1. Mit dem im Instanzenzug ergangenen Bescheid der Sicherheitsdirektion für das Bundesland Wien (der belangten Behörde) vom 10. Juni 2008 wurde gegen die Beschwerdeführerin, eine serbische Staatsangehörige, gemäß § 87 iVm § 86 Abs. 1 des Fremdenpolizeigesetzes 2005 - FPG, BGBl. I Nr. 100, ein für die Dauer von zehn Jahren befristetes Aufenthaltsverbot erlassen.
Die Beschwerdeführerin sei mit einem vom 24. Februar bis zum 3. März 2001 gültigen Visum C in das Bundesgebiet eingereist. Ob und gegebenenfalls wann sie das Bundesgebiet danach verlassen habe, sei nicht aktenkundig. Am 11. Februar 2004 sei sie zur "Anmeldung" gelangt und am 11. Mai 2004 habe sie einen österreichischen Staatsbürger geheiratet und darauf gestützt die Erteilung eines Aufenthaltstitels beantragt. Ihr Ehemann sei seit dem 14. Juni 2004 an einer Adresse in V gemeldet und halte sich meist in Kärnten auf, weil er dort als Geschäftsführer eines Animierlokales arbeite.

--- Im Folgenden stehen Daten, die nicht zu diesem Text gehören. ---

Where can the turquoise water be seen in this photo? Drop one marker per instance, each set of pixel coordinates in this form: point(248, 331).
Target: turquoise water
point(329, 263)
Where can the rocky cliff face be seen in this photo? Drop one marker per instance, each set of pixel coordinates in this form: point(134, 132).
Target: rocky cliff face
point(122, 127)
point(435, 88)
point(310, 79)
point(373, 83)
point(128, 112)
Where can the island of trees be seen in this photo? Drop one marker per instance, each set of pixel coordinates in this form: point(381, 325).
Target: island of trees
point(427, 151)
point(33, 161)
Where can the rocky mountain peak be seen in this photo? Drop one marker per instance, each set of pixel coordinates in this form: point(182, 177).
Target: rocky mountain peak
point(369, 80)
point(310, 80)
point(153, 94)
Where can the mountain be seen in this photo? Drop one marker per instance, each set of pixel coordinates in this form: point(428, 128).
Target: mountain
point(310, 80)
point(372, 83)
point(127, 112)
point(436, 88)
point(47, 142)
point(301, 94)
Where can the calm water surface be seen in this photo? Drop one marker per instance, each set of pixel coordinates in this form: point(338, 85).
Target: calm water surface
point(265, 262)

Zu den weiteren Feststellungen der belangten Behörde (wonach die Beschwerdeführerin und ihr Ehemann nicht in der angegebenen ehelichen Wohnung leben, dass sie kaum deutsch spricht und sich mit ihrem Ehemann nicht unterhalten kann, dass ihr die Adresse ihres Ehemannes in V nicht bekannt ist sowie zu Aussagen mit teils übereinstimmenden, teils widersprechenden Details betreffend die angeblich gemeinsam verbrachte Freizeit und sonstige biographische Details) wird auf den in Beschwerde gezogenen Bescheid verwiesen.
In der Berufung habe die Beschwerdeführerin - so die belangte Behörde weiter - geltend gemacht, dass sie "gerne ein täglich gemeinsames Eheleben führen wolle, dies jedoch bedauerlicherweise nicht möglich sei". Das Ermittlungsverfahren habe keinen Hinweis darauf geliefert, dass jemals ein gemeinsames Wohnen oder sonst ein Umstand gegeben gewesen sei, der auf ein gemeinsames Ehe- und Familienleben schließen ließe. Die Behauptung, die Ehepartner hätten zumindest ein Jahr in W gemeinsam gewohnt, sei nicht erwiesen, weil dem der Wohnungshauptmieter und befragte Hausparteien widersprochen hätten. Die Beschwerdeführerin sei eine Scheinehe zur Legalisierung ihres Aufenthaltes eingegangen. Der in § 60 Abs. 2 Z. 9 FPG normierte Sachverhalt sei verwirklicht. Das Fehlverhalten der Beschwerdeführerin gefährde öffentliche Interessen auch gegenwärtig, tatsächlich und erheblich und berühre ein Grundinteresse der Gesellschaft, weshalb die Voraussetzungen für die Erlassung des Aufenthaltsverbotes - vorbehaltlich der §§ 61 und 66 FPG - im Grund des § 87 FPG gegeben seien.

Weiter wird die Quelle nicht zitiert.